2.3. Similar Compounds Found Using Chemical Checker
Based on the 75 bioactive compounds discovered in previous steps, individual searches for each drug with similar activity profiles were conducted using the Chemical Checker tool.18 This tool allows researchers to search for similar compounds by using a bioactivity profile associated with each compound, which has five levels of complexity: chemical structure, targets, interaction networks, cellular data, and clinical data, each with five sublevels of parameters. The database contains information on approximately 800,000 compounds, the majority of which are for human pharmacological use.18 The searches considered results with similarity only at levels higher than chemical similarity (A), target similarity (B), interaction networks (C), cellular data (D), and clinical data (E) (Figure 3).
Figure 3.

Venn diagram showing the 1557 similar compounds in different bioactivity profiles found using the Chemical Checker database.18
As we can see from Figure 3, there were 1887 compounds with some level of similarity, with 1574 (83.4%) showing similarity at the level of targets and 969 (51.3%) at the level of interaction networks but only 139 (7.3%) at the level of cellular data and 234 (12.4%) at the level of clinical data. After removing duplicates, the set of compounds contained 75 known bioactives and 1557 similar ones, for a total of 1632 compounds with potential bioactivity.

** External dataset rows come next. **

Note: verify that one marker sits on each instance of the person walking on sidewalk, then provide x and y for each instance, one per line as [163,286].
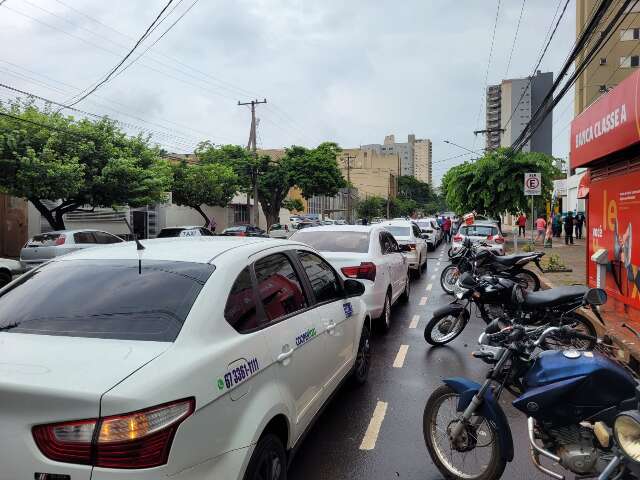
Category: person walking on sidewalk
[579,223]
[568,229]
[541,225]
[446,226]
[522,225]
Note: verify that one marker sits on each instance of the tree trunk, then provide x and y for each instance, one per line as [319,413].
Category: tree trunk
[198,209]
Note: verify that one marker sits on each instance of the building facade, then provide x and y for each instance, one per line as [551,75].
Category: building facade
[616,60]
[509,108]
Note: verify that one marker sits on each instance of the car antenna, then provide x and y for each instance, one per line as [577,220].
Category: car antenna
[139,246]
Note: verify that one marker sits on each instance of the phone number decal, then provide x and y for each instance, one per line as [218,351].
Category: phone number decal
[239,374]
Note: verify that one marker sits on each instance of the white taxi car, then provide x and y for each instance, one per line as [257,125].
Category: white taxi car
[204,357]
[370,254]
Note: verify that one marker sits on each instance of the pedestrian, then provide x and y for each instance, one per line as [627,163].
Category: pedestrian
[522,225]
[568,229]
[541,225]
[579,220]
[446,226]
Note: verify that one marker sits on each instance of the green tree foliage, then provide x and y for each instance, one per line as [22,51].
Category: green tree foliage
[371,207]
[76,163]
[493,184]
[200,184]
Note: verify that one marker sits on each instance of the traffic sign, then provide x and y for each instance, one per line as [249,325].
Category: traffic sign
[532,184]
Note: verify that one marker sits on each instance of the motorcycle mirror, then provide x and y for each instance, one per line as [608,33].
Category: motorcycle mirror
[595,296]
[493,327]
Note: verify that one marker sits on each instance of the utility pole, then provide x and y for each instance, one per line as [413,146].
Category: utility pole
[348,158]
[252,146]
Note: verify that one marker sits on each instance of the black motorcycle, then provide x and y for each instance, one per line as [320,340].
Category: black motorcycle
[493,298]
[481,261]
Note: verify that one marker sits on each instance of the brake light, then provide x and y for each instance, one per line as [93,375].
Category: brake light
[364,271]
[139,439]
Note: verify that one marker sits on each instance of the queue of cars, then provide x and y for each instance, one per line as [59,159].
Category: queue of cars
[209,357]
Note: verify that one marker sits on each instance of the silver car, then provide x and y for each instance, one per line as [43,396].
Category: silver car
[46,246]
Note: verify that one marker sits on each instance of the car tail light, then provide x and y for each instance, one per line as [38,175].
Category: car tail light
[364,271]
[139,439]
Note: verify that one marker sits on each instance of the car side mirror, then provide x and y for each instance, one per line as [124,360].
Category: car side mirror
[353,288]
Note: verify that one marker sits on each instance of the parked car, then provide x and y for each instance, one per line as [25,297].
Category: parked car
[187,231]
[45,246]
[203,358]
[430,231]
[408,233]
[486,232]
[244,231]
[370,254]
[9,268]
[279,230]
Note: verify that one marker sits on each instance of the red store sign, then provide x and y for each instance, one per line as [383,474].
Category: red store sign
[608,125]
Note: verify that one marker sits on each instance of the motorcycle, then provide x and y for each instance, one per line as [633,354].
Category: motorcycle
[471,258]
[571,400]
[493,298]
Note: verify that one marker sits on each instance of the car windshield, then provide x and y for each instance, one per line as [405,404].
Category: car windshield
[334,241]
[397,231]
[478,230]
[44,240]
[118,301]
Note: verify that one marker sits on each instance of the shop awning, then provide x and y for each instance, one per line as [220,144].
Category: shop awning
[583,186]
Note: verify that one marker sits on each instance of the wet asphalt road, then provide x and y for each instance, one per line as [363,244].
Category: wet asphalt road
[332,448]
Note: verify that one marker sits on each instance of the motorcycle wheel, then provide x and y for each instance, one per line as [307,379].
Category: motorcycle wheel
[528,280]
[476,453]
[444,328]
[577,322]
[449,277]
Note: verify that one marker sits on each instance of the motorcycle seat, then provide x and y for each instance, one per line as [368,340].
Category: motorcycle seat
[509,260]
[554,296]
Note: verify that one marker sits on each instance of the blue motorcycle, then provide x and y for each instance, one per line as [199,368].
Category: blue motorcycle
[571,399]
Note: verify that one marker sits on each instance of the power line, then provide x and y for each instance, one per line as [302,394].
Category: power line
[108,76]
[515,37]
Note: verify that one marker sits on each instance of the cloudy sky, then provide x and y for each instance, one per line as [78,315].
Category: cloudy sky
[347,71]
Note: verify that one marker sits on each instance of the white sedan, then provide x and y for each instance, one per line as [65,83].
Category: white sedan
[370,254]
[194,358]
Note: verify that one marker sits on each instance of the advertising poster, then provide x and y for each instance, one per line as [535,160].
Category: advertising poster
[614,224]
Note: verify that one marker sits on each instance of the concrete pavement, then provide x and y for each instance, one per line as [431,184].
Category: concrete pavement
[375,431]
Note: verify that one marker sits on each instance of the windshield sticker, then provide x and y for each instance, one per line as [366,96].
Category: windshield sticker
[305,337]
[238,374]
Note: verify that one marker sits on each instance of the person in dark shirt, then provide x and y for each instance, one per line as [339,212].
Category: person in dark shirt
[568,229]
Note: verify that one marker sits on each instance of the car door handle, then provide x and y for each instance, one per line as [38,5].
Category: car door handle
[285,355]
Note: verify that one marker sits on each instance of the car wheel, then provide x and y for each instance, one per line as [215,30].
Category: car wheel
[363,358]
[404,298]
[268,461]
[385,318]
[5,277]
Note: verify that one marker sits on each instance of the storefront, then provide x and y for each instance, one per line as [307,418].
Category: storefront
[605,138]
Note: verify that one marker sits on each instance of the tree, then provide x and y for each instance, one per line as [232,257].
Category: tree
[200,184]
[45,156]
[493,184]
[371,207]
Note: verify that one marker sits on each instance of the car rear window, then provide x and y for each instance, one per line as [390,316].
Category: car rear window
[478,230]
[334,241]
[104,299]
[399,231]
[44,240]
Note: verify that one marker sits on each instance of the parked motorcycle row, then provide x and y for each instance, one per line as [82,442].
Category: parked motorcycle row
[582,407]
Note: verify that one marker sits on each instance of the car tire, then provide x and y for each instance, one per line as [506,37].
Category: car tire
[5,277]
[385,319]
[363,357]
[270,458]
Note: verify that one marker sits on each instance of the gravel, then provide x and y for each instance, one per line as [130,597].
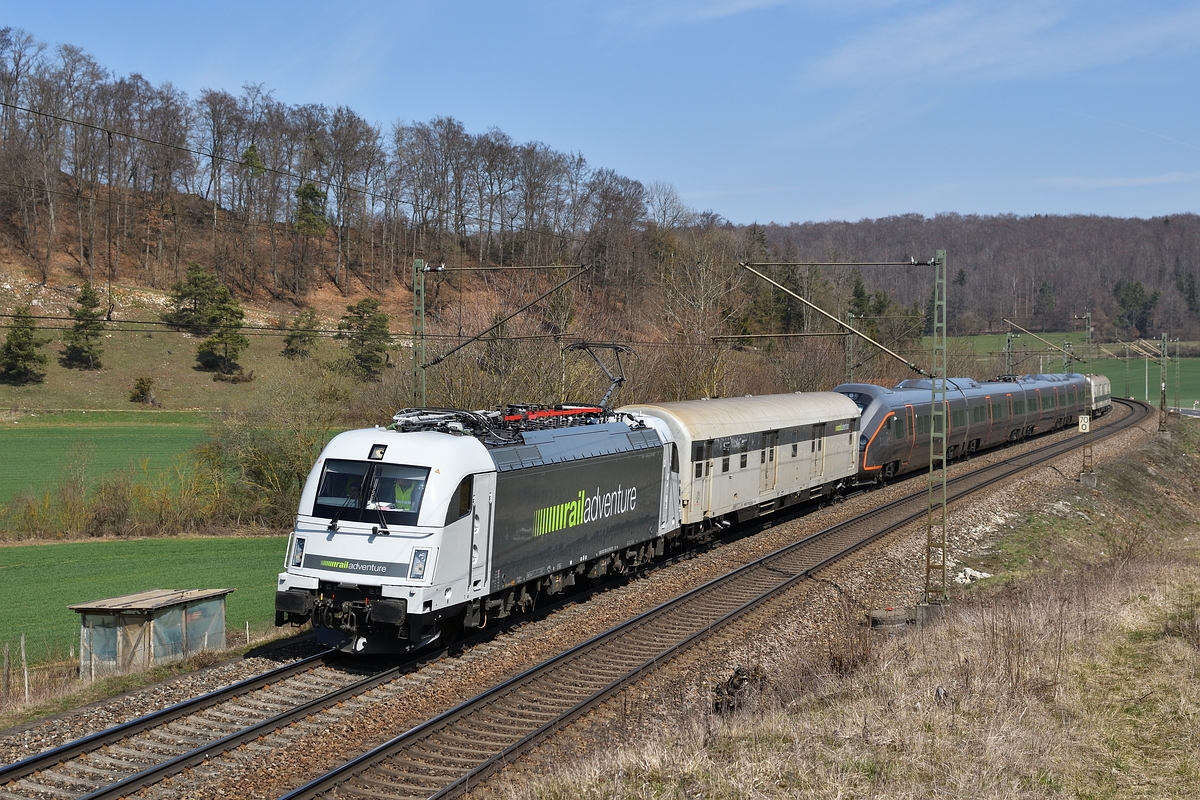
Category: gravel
[809,618]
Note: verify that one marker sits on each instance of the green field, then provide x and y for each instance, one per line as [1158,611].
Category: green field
[41,449]
[40,581]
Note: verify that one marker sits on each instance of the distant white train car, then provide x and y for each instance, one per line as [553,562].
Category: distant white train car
[744,456]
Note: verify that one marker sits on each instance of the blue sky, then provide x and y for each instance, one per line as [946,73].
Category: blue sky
[761,110]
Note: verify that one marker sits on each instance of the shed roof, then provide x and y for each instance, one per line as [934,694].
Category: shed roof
[147,601]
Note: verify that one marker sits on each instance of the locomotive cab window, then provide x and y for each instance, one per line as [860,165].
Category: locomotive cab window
[366,492]
[460,501]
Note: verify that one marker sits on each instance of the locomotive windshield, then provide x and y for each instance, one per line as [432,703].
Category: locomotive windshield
[357,491]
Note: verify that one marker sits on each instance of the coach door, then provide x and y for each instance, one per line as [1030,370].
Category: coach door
[768,464]
[816,449]
[910,435]
[701,479]
[481,531]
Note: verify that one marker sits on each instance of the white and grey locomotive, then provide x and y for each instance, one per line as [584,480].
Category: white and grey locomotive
[449,519]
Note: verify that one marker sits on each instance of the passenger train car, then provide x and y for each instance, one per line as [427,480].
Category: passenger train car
[895,422]
[453,518]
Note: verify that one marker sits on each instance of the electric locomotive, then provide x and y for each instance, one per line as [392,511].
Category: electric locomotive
[449,519]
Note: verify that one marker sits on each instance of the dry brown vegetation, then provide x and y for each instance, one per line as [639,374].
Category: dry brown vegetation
[1073,673]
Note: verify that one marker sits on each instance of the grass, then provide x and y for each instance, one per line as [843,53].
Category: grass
[1072,673]
[40,449]
[45,578]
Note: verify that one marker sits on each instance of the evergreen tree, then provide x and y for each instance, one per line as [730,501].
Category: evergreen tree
[226,343]
[859,299]
[311,211]
[365,328]
[301,336]
[1044,302]
[21,358]
[192,300]
[83,347]
[1135,305]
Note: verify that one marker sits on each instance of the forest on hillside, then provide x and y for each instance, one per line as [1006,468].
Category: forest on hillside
[112,179]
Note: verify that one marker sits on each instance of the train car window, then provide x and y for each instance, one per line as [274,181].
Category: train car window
[460,501]
[370,492]
[397,488]
[342,485]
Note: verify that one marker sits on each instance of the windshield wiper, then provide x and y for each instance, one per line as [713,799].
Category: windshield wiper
[373,498]
[353,497]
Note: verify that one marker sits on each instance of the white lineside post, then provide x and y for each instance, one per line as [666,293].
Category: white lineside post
[1162,386]
[24,666]
[936,521]
[418,332]
[1087,471]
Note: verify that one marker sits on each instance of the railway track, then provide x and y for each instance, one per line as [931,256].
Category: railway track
[462,746]
[450,753]
[127,757]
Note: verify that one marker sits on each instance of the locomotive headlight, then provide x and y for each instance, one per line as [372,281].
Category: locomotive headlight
[420,559]
[298,552]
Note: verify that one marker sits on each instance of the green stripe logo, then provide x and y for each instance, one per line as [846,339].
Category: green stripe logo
[585,509]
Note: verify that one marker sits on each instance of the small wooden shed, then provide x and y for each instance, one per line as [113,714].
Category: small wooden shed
[121,635]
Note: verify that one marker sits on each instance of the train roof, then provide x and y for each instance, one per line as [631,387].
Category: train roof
[715,419]
[517,437]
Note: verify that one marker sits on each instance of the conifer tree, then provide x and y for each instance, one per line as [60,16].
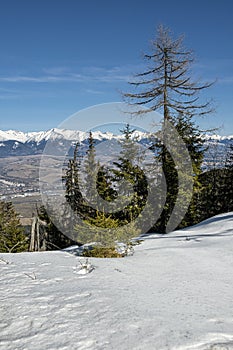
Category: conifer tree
[12,237]
[166,87]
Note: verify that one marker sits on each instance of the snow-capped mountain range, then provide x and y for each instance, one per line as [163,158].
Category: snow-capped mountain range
[18,143]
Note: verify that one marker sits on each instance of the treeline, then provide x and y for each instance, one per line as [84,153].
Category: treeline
[165,86]
[212,195]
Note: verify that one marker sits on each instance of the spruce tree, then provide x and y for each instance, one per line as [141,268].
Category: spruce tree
[12,237]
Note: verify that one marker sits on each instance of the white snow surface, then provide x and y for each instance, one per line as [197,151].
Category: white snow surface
[59,134]
[175,292]
[65,134]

2.4. Compounds with ML Predicted Multistage Activity against Plasmodium
Quantitative structure–activity relationship (QSAR) models were used to screen drugs associated with therapeutic targets as well as similar compounds. The models used in this study were previously developed by the LabMol research group using machine learning algorithms. These models can predict if untested compounds will be active or inactive to inhibit the growth of P. falciparum sensitive (3D7) and resistant (W2) strains in the asexual stage, as well as the ookinete, gametocyte, and liver stages.
First, the 75 drugs linked to therapeutic targets expressed at various stages were assessed. Then, 23 compounds were predicted to be active against sensitive strains (3D7), 11 of which were predicted to be active against resistant strains (W2), 9 of which were predicted to be active against ookinetes, 9 against the hepatic stage, and 8 against gametocytes. As a result, only eight of the 75 initial drugs were predicted to be active against the two strains and four stages of P. falciparum covered by the QSAR models. Artenimol, or dihydroartemisinin, a drug already in the clinic as an antimalarial drug, is one of these compounds.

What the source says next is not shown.